Q&A: Does a Prohibition of Benefit Remove Ownership?
Does a Prohibition of Benefit Remove Ownership?
Question
Hello Rabbi. I don’t understand why it is necessary to say that when deriving benefit from leavened food is forbidden to us, we no longer own it in order to nullify it.
Since when does a prohibition remove ownership?
Answer
As is well known, the medieval authorities (Rishonim) disagreed regarding things from which benefit is prohibited, whether or not ownership applies to them.
According to the views that there is no ownership over something from which benefit is prohibited, then leavened food is not exceptional. The assumption here is that if you have no permitted way whatsoever to use it, then there is no ownership here, and de facto it lapses. Leavened food is exceptional only in the sense that the Torah defined it as being in my domain even though it is not mine, so that I violate the prohibitions of “it shall not be seen” and “it shall not be found.”

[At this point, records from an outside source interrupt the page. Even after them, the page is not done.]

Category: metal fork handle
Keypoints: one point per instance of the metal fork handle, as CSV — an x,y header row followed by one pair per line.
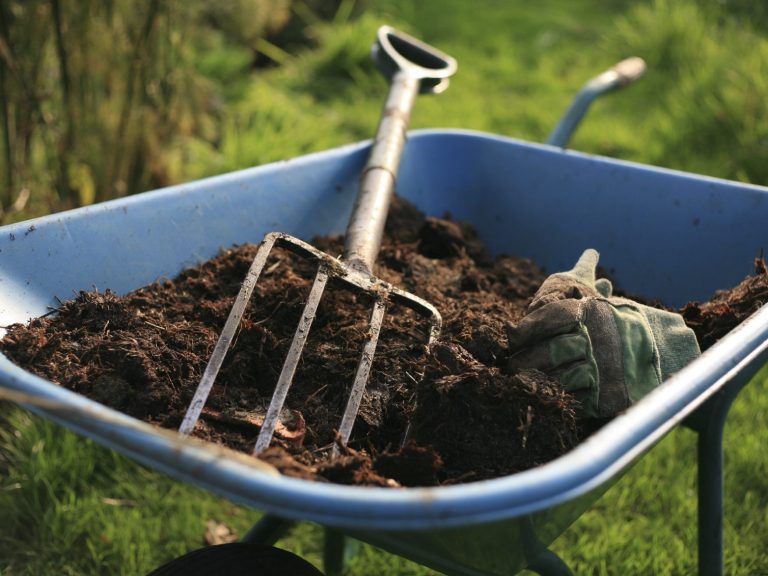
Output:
x,y
412,67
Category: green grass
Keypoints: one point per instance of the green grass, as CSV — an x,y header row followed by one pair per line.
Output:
x,y
68,506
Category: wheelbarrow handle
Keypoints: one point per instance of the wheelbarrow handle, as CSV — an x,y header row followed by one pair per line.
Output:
x,y
622,74
412,67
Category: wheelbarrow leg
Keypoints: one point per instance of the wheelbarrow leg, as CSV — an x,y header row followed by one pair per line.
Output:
x,y
709,423
268,530
333,552
540,558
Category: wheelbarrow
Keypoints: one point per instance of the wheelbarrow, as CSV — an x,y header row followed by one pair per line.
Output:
x,y
534,200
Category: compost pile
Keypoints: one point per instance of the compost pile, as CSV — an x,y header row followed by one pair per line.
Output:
x,y
429,417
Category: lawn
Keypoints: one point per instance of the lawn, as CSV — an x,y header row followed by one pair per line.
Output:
x,y
69,506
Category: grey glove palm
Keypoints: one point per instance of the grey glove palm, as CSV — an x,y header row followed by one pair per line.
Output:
x,y
608,351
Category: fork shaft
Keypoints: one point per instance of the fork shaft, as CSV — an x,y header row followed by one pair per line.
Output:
x,y
377,184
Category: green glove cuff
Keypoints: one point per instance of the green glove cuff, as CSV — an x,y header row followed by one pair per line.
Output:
x,y
676,342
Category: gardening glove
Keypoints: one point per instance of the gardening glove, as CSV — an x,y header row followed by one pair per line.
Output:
x,y
608,351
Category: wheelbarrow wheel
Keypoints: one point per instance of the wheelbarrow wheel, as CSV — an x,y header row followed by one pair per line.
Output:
x,y
238,559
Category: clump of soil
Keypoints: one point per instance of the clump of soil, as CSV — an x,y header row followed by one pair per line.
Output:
x,y
448,414
728,308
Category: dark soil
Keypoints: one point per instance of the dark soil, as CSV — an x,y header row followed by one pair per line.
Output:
x,y
429,417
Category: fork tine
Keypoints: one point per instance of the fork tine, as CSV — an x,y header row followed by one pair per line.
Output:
x,y
227,334
363,371
292,361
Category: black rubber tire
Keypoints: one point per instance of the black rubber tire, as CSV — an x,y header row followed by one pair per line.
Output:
x,y
238,559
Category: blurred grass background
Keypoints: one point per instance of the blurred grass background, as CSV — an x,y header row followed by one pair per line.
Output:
x,y
105,98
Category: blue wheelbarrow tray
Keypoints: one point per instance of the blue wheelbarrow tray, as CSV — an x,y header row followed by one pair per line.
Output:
x,y
663,234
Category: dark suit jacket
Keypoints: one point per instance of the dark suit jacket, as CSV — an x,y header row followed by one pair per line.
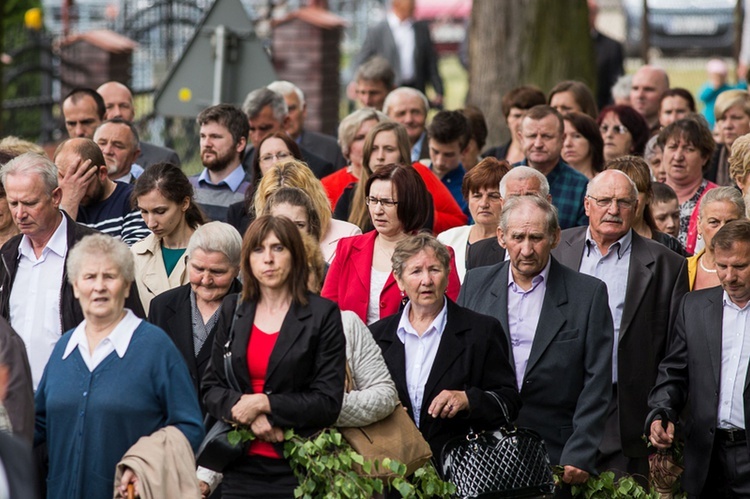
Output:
x,y
172,312
473,357
152,154
484,253
657,281
324,146
568,381
690,375
305,376
20,469
380,41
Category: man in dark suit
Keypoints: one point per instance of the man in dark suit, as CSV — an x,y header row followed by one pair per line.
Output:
x,y
519,181
560,334
267,113
407,45
705,370
645,282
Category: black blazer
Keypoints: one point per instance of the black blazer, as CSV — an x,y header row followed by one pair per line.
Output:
x,y
305,377
171,311
472,356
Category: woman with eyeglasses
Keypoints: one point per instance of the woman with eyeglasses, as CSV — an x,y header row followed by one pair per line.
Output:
x,y
360,277
624,131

According to the views that there is ownership over things from which benefit is prohibited, then indeed with leavened food there is a novel rule that it is exceptional and not mine at all (except for the purpose of violating the prohibition). This can be understood in several ways: (a) with all things from which benefit is prohibited there is some dimension of limited ownership, and in the case of leavened food that is enough to violate “it shall not be seen”; (b) with leavened food there is a special innovation that it is not mine at all (like other stringencies that apply to leavened food).